Product Code: SR112023A4483

Abstract

The global AI in fintech market size reached US$ 11.7 Billion in 2022. Looking forward, IMARC Group expects the market to reach US$ 43.6 Billion by 2028, exhibiting a growth rate (CAGR) of 24.51% during 2022-2028. The rapid technological advancements, rising demand for regulatory compliances, growing demand for personalized services, widespread adoption of AI in fintech to mitigate financial risks, increasing incidence of cyber fraud, and rising utilization of AI in fintech to automate financial processes are some of the major factors propelling the market.

AI in fintech refers to the integration of artificial intelligence (AI) technologies within the financial services sector to enhance operations and customer experiences. It includes robotic process automation (RPA), machine learning (ML), and natural language processing (NLP). AI in fintech is widely used for fraud detection, credit scoring, customer service through chatbots, algorithmic trading, risk management, personalized marketing, investment analysis, regulatory compliance monitoring, wealth management, and processing optimization. It aids in improving efficiency, reducing cost, enhancing accuracy, preventing fraud, personalizing services, and providing a seamless customer experience.

The widespread adoption of AI in fintech to predict and mitigate various financial risks through data analysis and predictive modeling is propelling the market growth. Furthermore, the increasing incidence of cyber fraud is facilitating the demand for AI in fintech to identify fraudulent activities in real time and enhance security measures. Apart from this, the widespread adoption of AI to automate financial processes, reduce human errors, enhance efficiency, and ensure consistency is positively influencing the market growth. Additionally, the increasing utilization of AI to enable seamless cross-border transactions and supports, owing to the rapid globalization of financial services, is contributing to the market growth. Moreover, the widespread application of AI in fintech to derive deep insights from vast amounts of financial data is strengthening the market growth. In addition, the rising adoption of AI in financial institutions to reduce operational costs and minimize manual labor is supporting the market growth.

AI in Fintech Market Trends/Drivers:

The rapid technological advancements

The integration of AI in fintech is heavily influenced by ongoing technological advancements. In line with this, the integration of machine learning (ML) algorithms to refine big data analytics and expand its potential applications within the financial sector is boosting the market growth. Furthermore, these innovations enable the accurate processing and interpretation of vast amounts of data at high speeds, providing real-time insights and automation capabilities. Moreover, the development of quantum computing and cloud technologies, which further enhance the computational power necessary for complex financial modeling, is fueling the market growth. Besides this, fintech companies are leveraging these advanced technologies to create personalized banking experiences, automated trading, and manage risks with unprecedented precision.
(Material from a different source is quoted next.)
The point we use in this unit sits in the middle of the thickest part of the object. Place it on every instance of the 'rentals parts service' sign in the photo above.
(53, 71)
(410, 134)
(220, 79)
In addition, technological advancements are not only driving efficiency but also opening doors to entirely new products and services.

The rising demand for regulatory compliance

The financial industry operates under a complex set of regulations that vary across jurisdictions. Compliance with these regulations is not just mandatory but also critical to maintaining consumer trust and the overall integrity of the financial system. In line with this, AI in fintech plays a vital role in ensuring regulatory compliance and automatically monitoring and analyzing millions of transactions to detect anomalies or non-compliance with relevant laws. Along with this, the integration of natural language processing (NLP) to interpret the ever-changing regulatory texts, ensuring that financial institutions are always up-to-date with the latest requirements, is positively influencing the market growth. Additionally, the automation of compliance processes reduces the potential for human error and enables a more responsive and adaptable approach to regulatory changes.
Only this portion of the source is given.